Accordingly, Health is an essential pre-condition for sustainable development, starting from women, children, youth and the most vulnerable groups.
“Italy’s increased contribution to the Global Fund confirms our strong commitment to global health,” said Emanuela Del Re, Vice-Minister of Foreign Affairs and International Cooperation.
“We responded to the Fund’s call to step up the fight in order to achieve our common goals by 2030 and save additional 16 million lives over the next three years,” he added.
Italy has been a strong supporter of the Global Fund since it was established in 2002. Italy hosted the first meeting of donors to replenish the Global Fund’s resources in Rome in 2005. It has also played a key role in shaping Global Fund’s policies, including advancing human rights, building stronger systems of health and investing in challenging operating environments.
The Global Fund is a partner in the “Global Action Plan for Healthy Lives and Well-being for All,” coordinated by WHO in response to a call from Germany, Ghana and Norway for more effective collaboration and coordination to achieve the health-related SDGs.

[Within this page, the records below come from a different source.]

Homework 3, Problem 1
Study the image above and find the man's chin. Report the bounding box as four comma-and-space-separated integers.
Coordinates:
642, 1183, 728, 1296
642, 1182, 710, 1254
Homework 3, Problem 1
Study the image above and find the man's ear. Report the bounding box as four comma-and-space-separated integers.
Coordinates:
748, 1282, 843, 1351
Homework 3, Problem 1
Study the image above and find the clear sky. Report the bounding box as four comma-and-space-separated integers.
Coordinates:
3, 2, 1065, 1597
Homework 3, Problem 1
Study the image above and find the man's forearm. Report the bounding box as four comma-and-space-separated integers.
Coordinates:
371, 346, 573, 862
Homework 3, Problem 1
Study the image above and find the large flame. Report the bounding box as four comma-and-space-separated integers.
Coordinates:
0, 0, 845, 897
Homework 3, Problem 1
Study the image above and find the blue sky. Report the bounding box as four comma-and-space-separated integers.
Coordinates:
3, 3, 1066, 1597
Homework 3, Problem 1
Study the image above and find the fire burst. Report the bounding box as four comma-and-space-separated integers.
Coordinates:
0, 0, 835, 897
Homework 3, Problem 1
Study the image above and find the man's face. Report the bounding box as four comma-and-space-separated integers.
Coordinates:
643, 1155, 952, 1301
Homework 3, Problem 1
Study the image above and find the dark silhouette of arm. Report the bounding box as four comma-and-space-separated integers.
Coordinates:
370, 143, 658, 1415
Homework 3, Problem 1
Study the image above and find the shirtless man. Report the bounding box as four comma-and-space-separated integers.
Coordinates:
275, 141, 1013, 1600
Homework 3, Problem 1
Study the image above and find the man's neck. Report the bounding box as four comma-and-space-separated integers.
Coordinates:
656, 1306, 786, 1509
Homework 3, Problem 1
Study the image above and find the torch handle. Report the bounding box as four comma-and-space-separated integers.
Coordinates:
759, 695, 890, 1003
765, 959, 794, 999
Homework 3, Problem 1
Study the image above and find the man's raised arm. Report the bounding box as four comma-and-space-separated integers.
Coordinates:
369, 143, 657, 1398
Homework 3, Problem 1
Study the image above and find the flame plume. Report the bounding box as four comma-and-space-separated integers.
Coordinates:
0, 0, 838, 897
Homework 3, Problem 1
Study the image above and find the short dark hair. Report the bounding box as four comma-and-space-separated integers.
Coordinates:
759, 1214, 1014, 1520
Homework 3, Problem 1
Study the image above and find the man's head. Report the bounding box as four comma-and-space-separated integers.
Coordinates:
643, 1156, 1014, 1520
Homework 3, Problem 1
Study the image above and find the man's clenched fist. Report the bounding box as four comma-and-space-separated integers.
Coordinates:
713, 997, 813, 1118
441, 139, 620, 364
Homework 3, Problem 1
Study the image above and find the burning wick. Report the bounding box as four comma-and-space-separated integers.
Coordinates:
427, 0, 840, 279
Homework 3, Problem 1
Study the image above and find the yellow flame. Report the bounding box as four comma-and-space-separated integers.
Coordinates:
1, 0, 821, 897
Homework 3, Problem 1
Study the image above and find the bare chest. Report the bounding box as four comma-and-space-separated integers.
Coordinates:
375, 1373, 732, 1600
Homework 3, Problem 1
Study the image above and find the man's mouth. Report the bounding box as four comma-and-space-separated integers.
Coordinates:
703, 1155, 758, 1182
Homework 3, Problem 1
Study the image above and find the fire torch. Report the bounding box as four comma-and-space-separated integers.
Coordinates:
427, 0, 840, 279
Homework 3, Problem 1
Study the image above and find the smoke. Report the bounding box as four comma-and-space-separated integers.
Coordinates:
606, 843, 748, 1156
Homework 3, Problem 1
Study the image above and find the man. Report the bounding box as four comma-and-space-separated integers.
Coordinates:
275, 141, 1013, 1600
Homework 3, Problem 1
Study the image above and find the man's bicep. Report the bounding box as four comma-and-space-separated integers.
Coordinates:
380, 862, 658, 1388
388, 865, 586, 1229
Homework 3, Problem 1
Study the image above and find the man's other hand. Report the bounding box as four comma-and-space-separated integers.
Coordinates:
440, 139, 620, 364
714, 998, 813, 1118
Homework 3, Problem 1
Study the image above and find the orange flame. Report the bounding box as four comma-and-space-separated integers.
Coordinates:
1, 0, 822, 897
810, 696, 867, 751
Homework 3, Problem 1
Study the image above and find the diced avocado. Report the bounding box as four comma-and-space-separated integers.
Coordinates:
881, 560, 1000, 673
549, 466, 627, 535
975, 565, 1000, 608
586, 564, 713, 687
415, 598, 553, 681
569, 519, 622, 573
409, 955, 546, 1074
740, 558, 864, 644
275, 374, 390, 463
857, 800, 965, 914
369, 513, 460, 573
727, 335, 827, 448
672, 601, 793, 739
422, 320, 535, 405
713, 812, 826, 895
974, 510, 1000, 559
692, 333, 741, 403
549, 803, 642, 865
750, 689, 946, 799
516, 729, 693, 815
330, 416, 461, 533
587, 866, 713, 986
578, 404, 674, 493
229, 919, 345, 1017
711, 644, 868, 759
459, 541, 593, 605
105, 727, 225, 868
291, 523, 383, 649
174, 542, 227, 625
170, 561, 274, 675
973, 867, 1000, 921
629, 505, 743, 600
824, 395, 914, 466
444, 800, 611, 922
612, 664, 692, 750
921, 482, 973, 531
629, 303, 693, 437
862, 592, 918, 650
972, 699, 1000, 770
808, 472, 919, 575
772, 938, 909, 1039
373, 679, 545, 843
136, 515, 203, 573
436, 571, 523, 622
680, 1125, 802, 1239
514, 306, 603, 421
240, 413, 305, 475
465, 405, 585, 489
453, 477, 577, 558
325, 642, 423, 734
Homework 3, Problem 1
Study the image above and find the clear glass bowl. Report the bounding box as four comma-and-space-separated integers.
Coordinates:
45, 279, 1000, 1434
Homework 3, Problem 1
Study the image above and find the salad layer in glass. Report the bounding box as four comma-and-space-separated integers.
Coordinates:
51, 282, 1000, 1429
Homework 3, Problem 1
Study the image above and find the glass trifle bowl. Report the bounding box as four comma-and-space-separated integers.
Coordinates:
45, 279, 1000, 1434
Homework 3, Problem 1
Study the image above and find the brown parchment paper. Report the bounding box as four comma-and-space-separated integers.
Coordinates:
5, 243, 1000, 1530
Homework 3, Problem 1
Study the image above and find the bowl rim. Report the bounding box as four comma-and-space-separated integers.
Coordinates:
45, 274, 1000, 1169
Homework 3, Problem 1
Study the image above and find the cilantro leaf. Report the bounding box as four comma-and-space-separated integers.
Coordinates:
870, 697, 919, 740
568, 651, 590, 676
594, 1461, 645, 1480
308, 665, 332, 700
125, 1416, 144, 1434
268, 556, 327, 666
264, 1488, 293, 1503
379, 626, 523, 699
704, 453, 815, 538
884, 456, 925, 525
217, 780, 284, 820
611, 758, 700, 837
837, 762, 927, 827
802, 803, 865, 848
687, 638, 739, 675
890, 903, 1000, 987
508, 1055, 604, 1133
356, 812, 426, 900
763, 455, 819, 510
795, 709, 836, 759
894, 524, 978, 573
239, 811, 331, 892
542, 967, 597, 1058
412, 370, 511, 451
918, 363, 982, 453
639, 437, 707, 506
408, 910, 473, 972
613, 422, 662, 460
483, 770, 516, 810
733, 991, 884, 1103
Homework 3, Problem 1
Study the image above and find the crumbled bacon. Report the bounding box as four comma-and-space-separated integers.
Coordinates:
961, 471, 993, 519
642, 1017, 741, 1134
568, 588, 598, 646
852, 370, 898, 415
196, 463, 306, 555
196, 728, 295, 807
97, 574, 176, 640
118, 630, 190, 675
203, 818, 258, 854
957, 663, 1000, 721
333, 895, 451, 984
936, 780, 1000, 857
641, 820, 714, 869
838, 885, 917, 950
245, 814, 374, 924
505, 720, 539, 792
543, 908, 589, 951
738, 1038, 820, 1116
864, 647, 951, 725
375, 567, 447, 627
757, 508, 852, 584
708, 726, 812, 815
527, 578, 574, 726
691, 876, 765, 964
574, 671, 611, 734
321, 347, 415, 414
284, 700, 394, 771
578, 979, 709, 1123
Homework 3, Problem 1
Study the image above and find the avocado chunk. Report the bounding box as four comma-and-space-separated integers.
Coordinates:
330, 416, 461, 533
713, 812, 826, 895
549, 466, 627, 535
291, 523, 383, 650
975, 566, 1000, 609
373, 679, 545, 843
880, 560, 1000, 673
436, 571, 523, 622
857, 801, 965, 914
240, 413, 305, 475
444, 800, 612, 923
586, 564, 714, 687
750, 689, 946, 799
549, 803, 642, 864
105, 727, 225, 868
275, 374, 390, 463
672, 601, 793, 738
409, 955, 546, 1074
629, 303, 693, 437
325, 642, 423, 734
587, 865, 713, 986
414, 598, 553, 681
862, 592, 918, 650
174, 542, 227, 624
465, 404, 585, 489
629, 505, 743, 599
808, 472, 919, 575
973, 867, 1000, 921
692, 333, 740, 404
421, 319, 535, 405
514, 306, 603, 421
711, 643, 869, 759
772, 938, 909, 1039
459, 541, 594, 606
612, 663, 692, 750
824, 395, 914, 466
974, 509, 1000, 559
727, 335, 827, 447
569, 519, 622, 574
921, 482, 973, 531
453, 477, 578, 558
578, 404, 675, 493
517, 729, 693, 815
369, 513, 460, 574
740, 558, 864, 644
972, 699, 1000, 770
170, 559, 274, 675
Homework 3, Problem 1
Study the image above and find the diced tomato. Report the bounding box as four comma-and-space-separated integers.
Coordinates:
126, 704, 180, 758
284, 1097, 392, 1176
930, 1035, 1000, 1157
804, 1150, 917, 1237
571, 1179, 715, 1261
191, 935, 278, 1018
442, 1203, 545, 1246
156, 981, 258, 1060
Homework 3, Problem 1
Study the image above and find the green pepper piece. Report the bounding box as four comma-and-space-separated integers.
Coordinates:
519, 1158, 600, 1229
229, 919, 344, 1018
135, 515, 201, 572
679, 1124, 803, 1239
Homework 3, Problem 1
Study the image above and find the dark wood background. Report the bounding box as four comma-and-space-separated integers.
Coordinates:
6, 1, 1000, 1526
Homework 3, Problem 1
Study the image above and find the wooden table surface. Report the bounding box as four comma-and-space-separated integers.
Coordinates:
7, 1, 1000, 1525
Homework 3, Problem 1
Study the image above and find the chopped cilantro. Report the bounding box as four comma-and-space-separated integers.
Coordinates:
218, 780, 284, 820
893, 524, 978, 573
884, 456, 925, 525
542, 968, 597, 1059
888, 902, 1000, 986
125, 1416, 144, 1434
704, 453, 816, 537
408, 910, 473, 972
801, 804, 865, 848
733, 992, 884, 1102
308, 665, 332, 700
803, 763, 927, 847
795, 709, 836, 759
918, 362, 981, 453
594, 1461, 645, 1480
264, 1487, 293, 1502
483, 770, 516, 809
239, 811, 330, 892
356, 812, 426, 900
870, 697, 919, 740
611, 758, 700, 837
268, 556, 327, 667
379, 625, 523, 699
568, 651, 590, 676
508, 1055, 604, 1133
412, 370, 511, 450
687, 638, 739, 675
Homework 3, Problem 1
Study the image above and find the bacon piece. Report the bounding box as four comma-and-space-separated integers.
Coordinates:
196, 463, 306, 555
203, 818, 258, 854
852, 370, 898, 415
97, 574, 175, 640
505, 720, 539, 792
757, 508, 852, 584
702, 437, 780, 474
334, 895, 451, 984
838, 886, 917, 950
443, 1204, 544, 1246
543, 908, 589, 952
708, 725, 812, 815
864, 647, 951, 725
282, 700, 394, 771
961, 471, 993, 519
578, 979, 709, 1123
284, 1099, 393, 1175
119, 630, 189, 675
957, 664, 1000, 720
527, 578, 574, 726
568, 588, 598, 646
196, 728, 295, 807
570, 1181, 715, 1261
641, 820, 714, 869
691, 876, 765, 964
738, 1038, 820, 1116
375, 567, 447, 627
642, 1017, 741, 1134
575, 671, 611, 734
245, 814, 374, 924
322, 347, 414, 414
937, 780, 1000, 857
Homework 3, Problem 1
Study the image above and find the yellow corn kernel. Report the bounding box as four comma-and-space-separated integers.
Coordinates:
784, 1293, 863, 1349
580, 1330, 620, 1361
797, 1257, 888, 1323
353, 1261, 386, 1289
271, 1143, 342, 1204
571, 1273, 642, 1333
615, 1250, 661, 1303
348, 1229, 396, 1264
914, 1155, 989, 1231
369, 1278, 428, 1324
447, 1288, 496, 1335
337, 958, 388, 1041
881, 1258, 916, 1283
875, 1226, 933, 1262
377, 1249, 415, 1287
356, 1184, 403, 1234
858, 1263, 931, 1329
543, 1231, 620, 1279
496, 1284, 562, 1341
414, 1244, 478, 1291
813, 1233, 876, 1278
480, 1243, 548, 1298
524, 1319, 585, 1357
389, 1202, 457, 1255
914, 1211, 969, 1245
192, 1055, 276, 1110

The organization also works with the German BACKUP Health program to increase grant efficiency and effectiveness, with a particular focus on strengthening systems for health.
France will host the Global Fund’s Sixth Replenishment pledging conference in Lyon 9-10 October 2019. The Conference is aimed at further mobilizing efforts to end the epidemics of three of the world’s most devastating diseases by 2030, in line with the U.N. Sustainable Development Goals. The Global Fund seeks to raise at least US$14 billion for the next three years to help save 16 million lives, cut the mortality rate from HIV, TB and malaria in half, and build stronger health systems by 2023.